Grokking as a Phase Transition between Competing Basins: a Singular Learning Theory Approach
This work provides a theoretical framework for understanding grokking in neural networks, which is an incremental advance in explaining generalization phenomena in machine learning.
The paper tackles the phenomenon of grokking, where neural networks transition abruptly from memorization to generalization after prolonged training, by interpreting it as a phase transition between competing solution basins using Singular Learning Theory. They derive closed-form expressions for the local learning coefficient in quadratic networks on modular arithmetic tasks and provide empirical verification, showing that these trajectories reliably track generalization dynamics.

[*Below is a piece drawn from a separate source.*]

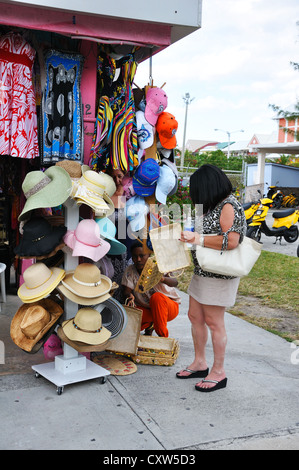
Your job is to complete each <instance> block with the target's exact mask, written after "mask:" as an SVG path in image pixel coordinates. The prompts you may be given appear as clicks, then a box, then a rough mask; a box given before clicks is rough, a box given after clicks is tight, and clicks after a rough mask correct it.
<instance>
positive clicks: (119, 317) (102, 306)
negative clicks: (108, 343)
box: [93, 297, 127, 339]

Grokking, the abrupt transition from memorization to generalisation after extended training, suggests the presence of competing solution basins with distinct statistical properties. We study this phenomenon through the lens of Singular Learning Theory (SLT), a Bayesian framework that characterizes the geometry of the loss landscape via the local learning coefficient (LLC), a measure of the local degeneracy of the loss surface. SLT links lower-LLC basins to higher posterior mass concentration and lower expected generalisation error. Leveraging this theory, we interpret grokking in quadratic networks as a phase transition between competing near-zero-loss solution basins. Our contributions are two-fold: we derive closed-form expressions for the LLC in quadratic networks trained on modular arithmetic tasks, with the corresponding empirical verification; as well as empirical evidence demonstrating that LLC trajectories provide a reliable tool for tracking generalisation dynamics and interpreting phase transitions during training.